Saint Genouph : Nizet, 2009

EAN: 9782707813060


Introduction

      Etranges, trompeusement frivoles, fous, les écrits théoriques de Genet sur le théâtre et l'art semblent s'annuler eux-mêmes, dénoncer leur néant, notes jetées en marge des pièces, seules importantes. Et si de très nombreux livres ou articles ont été consacrés aux Bonnes, au Balcon, aux Nègres, aux Paravents, des oeuvres aussi capitales que la Lettre à Jean-Jacques Pauvert, Le Funambule ou les Lettres à Roger Blin ont rarement suscité d'oeuvres systématiques[1].

      Plus de vingt ans après sa mort, Genet semble encore victime de la légende que ses trompeuses autobiographies ont créée. Comment imaginer le prisonnier de Notre-Dame-des-Fleurs, le vagabond du Journal du Voleur esthète et érudit ? En 1986, dans la Revue d'Histoire du Théâtre, j'ai .remis en question la légende que le livre de Sartre a officialisée[2]. Mon essai (La vie écrite, Editions de la Différence, 1988), la biographie détaillée d'Edmund White (Gallimard, 1993), la très minutieuse édition critique du Théâtre complet (Gallimard, 2002) ont amplement vérifié ces hypothèses. A la place du délinquant devenu soudainement écrivain en prison est apparu un écrivain, prêt à tout pour réaliser son oeuvre, un érudit dont les connaissances couvrent tous les domaines : Littérature, bien sûr, mais aussi Histoire de l'Art, Musique, Philosophie, Histoire, Architecture, etc… Paul Féval, Ponson du Terrail, Xavier de Montepin, Michel Zevaco, Gustave Le Rouge, Détective (toute cette littérature populaire à qui ses romans font seule référence). Et apparaissant dans des entretiens beaucoup plus tardifs[3], Ronsard, Rimbaud, d'Annunzio, Voltaire, Valéry, Baudelaire, Nerval, Gide, Jouhandeau, Cocteau (dont il connaît des poèmes par coeur), Montherlant (dont il dit beaucoup de bien dans une lettre à François Sentein, puis beaucoup de mal), Carco, Dostoïevski, Proust, Mallarmé, Bataille, Sartre, Beckett ("un grain de sable monumental"), Adamov, Homère, Platon, Straton de Strate (qu'il voulait traduire), Flaubert, Pasolini, Balzac, Claudel, Céline (qu'il admire beaucoup), Moravia, Blanchot, Nietzsche, Euripide, Eschyle, Derrida (sur qui il a écrit), Kafka, Hugo, Barthes, Tocqueville, Danton, Saint-Just, Fustel de Coulanges, Brecht (qu'il dit ne pas aimer mais qu'il semble très bien connaître), Artaud : Genet lit sans arrêt et ce lecteur infatigable écrit depuis toujours.
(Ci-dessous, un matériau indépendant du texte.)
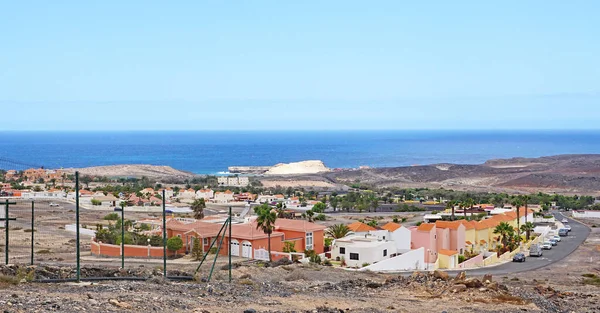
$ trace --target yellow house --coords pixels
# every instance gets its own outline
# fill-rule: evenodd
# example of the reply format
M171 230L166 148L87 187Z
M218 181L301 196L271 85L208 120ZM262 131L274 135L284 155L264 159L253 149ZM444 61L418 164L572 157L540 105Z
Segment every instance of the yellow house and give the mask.
M460 220L465 226L465 249L467 251L478 251L477 236L475 234L475 221Z
M440 249L438 250L438 261L440 268L457 268L458 251Z
M475 251L483 252L489 248L489 231L484 221L475 223Z

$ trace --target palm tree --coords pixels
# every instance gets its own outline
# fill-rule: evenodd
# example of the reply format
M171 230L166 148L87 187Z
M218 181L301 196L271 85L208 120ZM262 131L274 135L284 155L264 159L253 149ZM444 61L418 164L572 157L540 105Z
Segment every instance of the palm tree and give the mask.
M529 234L533 231L535 225L532 222L525 222L521 225L521 231L525 233L525 238L529 241Z
M521 203L521 199L519 198L514 198L513 201L510 203L510 205L512 205L513 207L517 208L517 229L520 229L521 226L521 217L519 216L519 207L522 205Z
M192 203L192 211L194 211L194 218L201 220L204 218L204 208L206 208L206 203L204 202L204 198L196 199Z
M454 221L456 219L456 217L454 216L454 206L456 205L456 203L452 200L446 202L446 210L451 209L452 210L452 220Z
M474 205L475 205L475 201L473 201L473 199L471 199L471 198L465 200L465 202L463 203L463 213L465 215L465 221L467 220L467 208L470 208L471 210L473 210ZM473 213L471 213L471 214L473 214Z
M345 224L335 224L327 229L327 235L333 239L339 239L346 237L350 233L350 228Z
M313 210L308 210L306 211L306 217L308 217L308 221L312 222L313 221L313 216L315 215L315 212L313 212Z
M528 195L524 195L521 197L521 201L523 201L523 203L525 204L525 224L527 224L527 202L529 202L529 200L531 200L531 197ZM529 236L527 237L527 240L529 240Z
M281 202L277 203L276 210L277 210L277 217L278 218L285 217L285 209L286 209L285 203L281 203Z
M501 222L494 228L494 234L499 234L502 237L502 246L508 246L508 238L512 236L513 228L506 222Z
M261 208L262 207L262 208ZM260 209L259 209L260 208ZM256 210L258 209L258 210ZM275 221L277 220L277 213L272 210L268 205L256 207L255 212L258 217L256 218L256 229L262 230L267 234L268 250L269 250L269 262L271 262L271 234L275 229Z

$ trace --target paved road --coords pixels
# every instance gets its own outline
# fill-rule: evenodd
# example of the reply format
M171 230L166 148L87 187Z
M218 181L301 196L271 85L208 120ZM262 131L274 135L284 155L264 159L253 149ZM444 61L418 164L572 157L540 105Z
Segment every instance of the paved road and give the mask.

A treize ans, sous le pseudonyme de Nano Florane, il "rédige ses mémoires", se souvient René de Buxeuil, le compositeur aveugle chez qui il fut placé en 1925. A vingt-sept ans, il envoie à Anna Bloch, à qui il a donné des cours de français, des lettres d'un ton précieux où se déploie son immense culture et s'entend déjà la musique qui le rendra célèbre[4].
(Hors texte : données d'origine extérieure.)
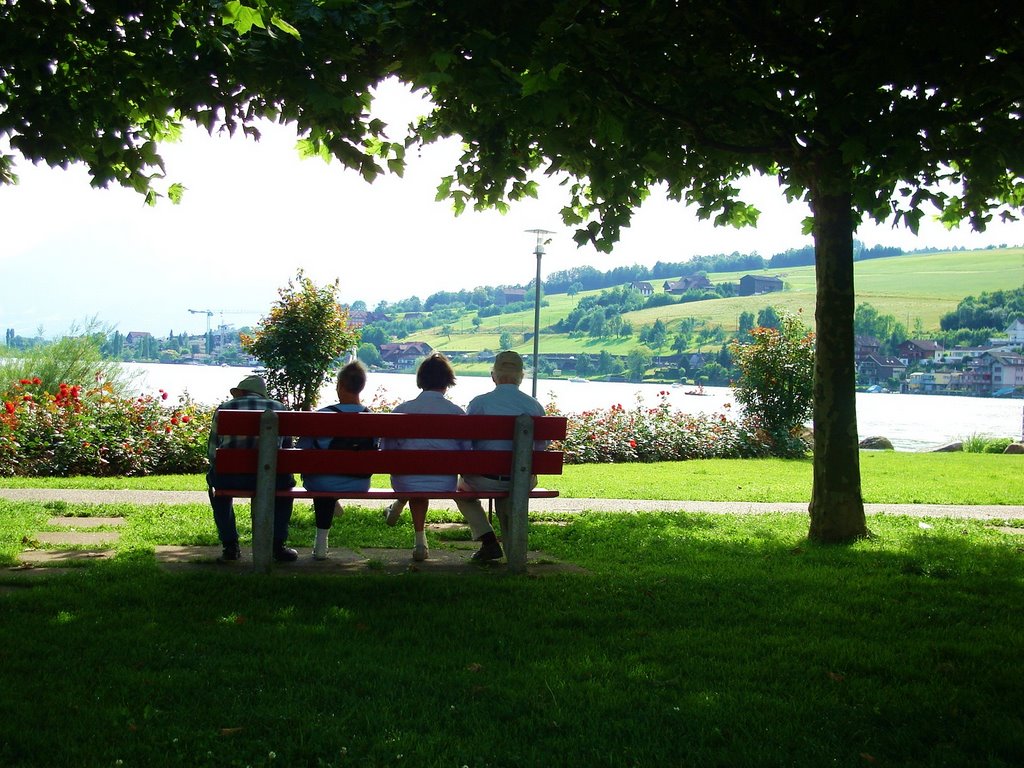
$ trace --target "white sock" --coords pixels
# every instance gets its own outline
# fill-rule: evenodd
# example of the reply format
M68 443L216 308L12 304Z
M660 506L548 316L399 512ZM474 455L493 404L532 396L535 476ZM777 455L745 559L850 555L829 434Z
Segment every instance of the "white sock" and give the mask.
M425 547L425 546L427 546L427 532L426 531L416 531L416 546L417 547Z
M316 547L327 547L327 537L330 535L330 528L317 528L316 529Z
[1] Signalons le beau livre de Marie-Claude Hubert qui se sert des romans, du théâtre et des textes théoriques pour définir une globale Esthétique de Jean Genet (Sedes, 1996, Collection Esthétique). Je signale à la fin de ce texte quelques récents articles consacrés à certains des textes théoriques.

[2] Jean-Bernard (Yehouda) Moraly, "Les cinq vies de Jean Genet", Revue d'Histoire du Théâtre, 1986-III,
pp. 219-245.

[3] L'entretien avec Hubert Fichte, en particulier, réalisé en 1975 est particulièrement riche en références culturelles. Mais Genet ne voulait pas qu'il soit publié en français ("Entretien Genet-Fichte", dans L'Ennemi déclaré, Gallimard, date pp. 141-176).

[4] Chère Madame, lettres de Jean Genet à Anna Bloch, éditées par Friedrich Flemming, Merlin Verlag, Hambourg, 1989. Les lettres à Frechtman, à Barbezat, à Bourseiller aident aussi à composer une sorte de "bibliothèque imaginaire de Genet".